China has been ranked as the country which has got the most appealing destination in investment for over the next ten years. This estimation got done by the United Nations Conference dealing with Trade and Development. However, as China makes adjustments to its foreign investment policy towards aiming at high-end manufacturing, green industry and services as it aims to make a transformation to its economic growth model, there are some foreign companies that make complainants about the business climate in the country in the coming two years (Chen 2012). Although there are some foreign countries that are delaying their investment into China, a US based company believe that China will serve as the leading country in the world where foreign investors will always run.

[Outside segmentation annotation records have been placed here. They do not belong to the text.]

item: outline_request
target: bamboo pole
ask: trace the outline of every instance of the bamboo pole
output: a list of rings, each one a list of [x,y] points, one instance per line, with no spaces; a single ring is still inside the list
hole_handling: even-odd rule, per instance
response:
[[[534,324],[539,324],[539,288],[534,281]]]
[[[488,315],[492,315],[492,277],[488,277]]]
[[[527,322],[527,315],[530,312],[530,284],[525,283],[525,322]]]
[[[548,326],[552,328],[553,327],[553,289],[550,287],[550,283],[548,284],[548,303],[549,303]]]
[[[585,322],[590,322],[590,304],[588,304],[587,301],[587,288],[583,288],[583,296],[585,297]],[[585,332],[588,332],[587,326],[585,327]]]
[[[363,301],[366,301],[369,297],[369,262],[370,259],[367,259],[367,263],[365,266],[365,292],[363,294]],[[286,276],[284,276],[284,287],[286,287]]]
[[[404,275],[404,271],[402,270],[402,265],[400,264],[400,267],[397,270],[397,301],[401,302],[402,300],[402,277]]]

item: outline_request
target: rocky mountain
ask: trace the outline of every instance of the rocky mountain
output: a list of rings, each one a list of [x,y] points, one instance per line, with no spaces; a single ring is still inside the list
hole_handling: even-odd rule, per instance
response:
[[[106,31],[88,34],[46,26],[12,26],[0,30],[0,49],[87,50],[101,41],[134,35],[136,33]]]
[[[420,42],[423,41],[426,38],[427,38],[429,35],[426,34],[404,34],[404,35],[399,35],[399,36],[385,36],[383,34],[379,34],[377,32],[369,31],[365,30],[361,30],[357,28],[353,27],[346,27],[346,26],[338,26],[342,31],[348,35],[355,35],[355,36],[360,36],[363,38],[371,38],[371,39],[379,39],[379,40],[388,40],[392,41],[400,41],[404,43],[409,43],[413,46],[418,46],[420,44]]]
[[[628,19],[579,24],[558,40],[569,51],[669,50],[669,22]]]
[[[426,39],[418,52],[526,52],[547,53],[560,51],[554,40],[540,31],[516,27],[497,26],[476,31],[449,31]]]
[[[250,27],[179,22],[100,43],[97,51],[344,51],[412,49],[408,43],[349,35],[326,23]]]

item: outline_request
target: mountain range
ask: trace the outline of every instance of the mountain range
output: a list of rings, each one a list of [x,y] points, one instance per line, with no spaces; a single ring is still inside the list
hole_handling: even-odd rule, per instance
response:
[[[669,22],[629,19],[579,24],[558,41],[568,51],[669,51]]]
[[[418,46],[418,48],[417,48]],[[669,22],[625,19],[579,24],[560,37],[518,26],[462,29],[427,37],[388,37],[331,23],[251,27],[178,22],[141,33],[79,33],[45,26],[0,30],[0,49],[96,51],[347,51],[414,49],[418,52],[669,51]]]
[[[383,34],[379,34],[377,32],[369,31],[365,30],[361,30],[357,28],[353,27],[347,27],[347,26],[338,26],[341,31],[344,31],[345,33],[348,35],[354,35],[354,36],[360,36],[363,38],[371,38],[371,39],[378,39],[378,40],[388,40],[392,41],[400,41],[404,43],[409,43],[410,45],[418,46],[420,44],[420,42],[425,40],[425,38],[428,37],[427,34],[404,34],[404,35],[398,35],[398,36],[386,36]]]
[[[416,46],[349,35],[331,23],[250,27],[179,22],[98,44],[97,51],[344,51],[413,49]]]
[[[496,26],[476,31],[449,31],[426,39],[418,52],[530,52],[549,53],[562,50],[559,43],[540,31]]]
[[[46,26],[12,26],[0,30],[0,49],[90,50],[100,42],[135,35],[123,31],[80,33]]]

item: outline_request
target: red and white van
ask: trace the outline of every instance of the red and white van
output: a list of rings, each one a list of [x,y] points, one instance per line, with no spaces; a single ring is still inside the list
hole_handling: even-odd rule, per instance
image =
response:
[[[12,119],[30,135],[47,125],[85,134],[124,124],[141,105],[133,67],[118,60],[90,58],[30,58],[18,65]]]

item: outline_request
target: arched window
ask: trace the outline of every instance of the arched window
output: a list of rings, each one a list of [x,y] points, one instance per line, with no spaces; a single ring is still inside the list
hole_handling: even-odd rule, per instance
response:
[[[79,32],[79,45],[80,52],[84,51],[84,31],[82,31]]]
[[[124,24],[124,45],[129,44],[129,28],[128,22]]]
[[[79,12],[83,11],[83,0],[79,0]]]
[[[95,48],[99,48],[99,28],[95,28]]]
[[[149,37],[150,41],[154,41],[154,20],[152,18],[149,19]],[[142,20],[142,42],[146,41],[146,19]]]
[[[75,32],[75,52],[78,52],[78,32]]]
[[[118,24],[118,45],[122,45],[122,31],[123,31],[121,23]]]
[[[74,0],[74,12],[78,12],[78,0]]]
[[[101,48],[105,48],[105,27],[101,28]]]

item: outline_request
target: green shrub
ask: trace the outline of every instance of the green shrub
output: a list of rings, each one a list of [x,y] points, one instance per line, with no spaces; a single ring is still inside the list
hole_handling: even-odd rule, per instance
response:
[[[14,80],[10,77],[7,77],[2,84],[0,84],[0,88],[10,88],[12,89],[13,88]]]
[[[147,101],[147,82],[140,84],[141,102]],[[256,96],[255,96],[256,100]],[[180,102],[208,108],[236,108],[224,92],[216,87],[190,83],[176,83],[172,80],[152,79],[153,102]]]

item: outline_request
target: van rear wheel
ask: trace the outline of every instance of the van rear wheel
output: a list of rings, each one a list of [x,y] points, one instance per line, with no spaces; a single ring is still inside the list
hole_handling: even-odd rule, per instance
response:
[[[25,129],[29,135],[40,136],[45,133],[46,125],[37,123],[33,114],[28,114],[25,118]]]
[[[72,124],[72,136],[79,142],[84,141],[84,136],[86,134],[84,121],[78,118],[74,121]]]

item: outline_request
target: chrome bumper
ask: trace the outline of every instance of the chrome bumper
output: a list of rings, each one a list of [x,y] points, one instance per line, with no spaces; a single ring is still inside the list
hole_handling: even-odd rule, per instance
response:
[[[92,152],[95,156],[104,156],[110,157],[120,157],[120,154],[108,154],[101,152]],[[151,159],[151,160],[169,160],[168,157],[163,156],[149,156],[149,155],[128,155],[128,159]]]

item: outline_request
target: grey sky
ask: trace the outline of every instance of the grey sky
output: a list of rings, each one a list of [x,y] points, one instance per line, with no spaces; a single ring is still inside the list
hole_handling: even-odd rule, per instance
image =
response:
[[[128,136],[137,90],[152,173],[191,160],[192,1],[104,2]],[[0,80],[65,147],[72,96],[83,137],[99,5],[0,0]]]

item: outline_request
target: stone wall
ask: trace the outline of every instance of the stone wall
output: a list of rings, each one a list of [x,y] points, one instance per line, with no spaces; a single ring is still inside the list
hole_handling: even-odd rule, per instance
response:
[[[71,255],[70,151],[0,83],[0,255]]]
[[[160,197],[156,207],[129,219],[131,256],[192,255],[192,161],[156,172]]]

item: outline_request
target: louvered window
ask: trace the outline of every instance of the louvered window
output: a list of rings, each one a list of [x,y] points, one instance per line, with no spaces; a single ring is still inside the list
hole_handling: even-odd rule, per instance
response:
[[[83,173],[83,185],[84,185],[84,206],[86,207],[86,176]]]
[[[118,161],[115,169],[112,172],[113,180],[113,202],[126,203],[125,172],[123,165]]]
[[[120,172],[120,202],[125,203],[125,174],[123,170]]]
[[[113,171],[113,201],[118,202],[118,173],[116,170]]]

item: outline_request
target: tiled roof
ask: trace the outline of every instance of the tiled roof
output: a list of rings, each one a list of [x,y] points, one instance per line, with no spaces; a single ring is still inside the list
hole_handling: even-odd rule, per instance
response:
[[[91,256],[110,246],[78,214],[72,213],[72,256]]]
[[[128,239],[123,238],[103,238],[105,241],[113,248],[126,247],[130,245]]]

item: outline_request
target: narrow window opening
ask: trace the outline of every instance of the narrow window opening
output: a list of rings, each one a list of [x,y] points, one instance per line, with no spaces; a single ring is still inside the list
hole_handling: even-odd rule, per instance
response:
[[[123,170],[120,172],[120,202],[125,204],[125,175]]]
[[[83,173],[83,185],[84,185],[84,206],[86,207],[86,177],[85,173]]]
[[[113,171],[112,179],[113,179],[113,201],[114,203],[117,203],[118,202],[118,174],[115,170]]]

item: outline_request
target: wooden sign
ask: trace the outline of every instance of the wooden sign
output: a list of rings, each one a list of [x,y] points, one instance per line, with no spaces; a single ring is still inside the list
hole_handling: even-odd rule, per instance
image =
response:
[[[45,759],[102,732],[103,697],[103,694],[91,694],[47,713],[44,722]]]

The arrival of some foreign investors in the country along with import rise has made the Chinese people confront a new reality which tends to be challenging. The Chinese society in the modern generation can be said to be in a transformation stage. This is because the mindset of the consumers always seems to be divided between the rigid principles that got gained in an era of deprivation and the aspirations so as to inspire the Western mode. A study that compares the contents of the commercial advertisements in China and the United States showed two values in common: modernity and youth. This suggests that the Chinese culture tends to be influenced by the western culture with the deep implementation of reform and opening policy. This shows that the Chinese culture influences the foreign investors in China because the foreign companies need to invest with commodities that are allowed in the Chinese culture (Broadman & Sun 1997).

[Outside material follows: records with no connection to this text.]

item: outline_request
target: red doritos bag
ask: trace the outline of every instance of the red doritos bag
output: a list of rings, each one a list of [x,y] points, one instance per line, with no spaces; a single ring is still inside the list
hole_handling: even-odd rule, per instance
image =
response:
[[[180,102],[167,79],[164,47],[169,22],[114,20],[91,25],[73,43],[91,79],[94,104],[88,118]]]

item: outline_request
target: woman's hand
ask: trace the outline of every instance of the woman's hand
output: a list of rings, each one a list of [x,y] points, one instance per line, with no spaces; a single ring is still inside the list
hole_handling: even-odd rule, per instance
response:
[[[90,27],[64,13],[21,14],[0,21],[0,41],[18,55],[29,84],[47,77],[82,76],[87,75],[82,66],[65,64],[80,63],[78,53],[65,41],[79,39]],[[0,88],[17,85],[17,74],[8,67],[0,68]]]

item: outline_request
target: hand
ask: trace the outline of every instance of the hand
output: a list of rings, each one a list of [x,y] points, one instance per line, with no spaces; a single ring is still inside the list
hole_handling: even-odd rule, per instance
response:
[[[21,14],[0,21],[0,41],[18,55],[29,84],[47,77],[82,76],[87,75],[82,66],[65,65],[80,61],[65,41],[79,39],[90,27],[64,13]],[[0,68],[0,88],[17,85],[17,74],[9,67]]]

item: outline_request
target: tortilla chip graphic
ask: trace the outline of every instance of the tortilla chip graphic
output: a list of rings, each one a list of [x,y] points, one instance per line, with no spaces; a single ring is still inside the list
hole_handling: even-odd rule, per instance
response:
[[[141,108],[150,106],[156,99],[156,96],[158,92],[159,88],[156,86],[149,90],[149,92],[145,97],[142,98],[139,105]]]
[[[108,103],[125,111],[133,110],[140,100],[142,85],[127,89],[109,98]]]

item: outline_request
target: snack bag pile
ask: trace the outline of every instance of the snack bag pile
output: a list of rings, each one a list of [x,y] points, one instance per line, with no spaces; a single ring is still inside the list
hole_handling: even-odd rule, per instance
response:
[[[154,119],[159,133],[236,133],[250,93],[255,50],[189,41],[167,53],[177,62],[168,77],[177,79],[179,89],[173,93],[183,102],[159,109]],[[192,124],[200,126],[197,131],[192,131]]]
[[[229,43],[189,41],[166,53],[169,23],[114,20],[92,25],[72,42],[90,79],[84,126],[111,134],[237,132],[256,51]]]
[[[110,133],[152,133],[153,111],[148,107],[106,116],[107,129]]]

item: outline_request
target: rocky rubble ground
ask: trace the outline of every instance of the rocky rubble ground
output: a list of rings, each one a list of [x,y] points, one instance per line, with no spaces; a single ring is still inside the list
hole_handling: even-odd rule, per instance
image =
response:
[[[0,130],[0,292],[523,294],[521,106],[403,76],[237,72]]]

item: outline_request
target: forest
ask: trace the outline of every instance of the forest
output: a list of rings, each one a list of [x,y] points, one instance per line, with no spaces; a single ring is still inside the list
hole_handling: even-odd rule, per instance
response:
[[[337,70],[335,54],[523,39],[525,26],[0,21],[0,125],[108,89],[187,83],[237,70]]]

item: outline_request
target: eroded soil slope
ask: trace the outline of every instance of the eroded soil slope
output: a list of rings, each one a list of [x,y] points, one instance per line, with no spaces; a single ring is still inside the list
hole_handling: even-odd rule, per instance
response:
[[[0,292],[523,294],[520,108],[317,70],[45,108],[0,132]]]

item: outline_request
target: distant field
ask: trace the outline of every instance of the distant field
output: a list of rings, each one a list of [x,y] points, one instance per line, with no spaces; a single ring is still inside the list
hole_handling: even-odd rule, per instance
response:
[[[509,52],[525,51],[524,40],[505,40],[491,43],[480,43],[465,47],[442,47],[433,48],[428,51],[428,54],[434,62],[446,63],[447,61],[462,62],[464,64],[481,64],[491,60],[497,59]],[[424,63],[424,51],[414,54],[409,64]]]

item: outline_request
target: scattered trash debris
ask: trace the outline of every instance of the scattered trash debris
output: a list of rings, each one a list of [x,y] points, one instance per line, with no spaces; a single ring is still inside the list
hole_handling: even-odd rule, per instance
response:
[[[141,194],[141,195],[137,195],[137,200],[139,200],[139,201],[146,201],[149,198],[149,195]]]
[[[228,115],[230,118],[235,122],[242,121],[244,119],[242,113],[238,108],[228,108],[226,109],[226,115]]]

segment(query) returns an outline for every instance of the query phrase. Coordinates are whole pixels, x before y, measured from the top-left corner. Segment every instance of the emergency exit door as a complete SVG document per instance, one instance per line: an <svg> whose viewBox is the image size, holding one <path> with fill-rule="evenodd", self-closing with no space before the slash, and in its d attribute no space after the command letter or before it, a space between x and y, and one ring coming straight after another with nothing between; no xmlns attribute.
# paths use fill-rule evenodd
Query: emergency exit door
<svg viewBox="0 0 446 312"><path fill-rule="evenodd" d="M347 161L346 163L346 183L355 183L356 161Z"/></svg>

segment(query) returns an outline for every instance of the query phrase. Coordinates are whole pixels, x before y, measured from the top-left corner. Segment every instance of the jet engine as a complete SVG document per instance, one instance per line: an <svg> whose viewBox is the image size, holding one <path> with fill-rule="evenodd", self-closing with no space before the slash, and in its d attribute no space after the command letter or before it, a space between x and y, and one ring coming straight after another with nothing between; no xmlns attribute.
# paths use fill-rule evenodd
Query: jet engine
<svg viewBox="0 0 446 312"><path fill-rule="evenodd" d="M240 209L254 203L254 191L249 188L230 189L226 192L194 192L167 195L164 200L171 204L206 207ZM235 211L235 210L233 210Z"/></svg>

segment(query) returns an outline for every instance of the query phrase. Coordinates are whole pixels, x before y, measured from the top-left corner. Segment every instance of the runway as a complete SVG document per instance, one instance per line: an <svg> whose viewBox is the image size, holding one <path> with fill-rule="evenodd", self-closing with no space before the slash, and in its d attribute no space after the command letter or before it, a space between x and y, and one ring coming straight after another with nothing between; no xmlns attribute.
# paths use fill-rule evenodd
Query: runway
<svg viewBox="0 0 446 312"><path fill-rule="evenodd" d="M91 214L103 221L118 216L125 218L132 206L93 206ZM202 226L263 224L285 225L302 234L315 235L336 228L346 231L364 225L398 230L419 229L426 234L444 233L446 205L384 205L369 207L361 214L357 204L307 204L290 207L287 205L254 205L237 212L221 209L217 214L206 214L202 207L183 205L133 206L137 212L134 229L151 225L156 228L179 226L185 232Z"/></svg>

It is clear that making the first step in the Chinese market is quite an intimidating step for most foreign companies. However, as the Chinese economy grows continuously, it becomes increasingly easy and beneficial for most foreign countries to make investments in China. China is a country that tends to be constantly on the change, and the markets in the country are evolving constantly. The liberation of the Chinese market has seen many foreign countries make investments in the country. However, due to the economic crisis that happened in 2008, it has seen some foreign countries withdraw investments from the country. China is in the rise in economic growth which has seen most foreign countries see China as an ideal place to make investments. The main target of the Chinese government though is to make China one of the biggest countries that every foreign investor would consider making a try in the next ten years, as far as investments are concerned.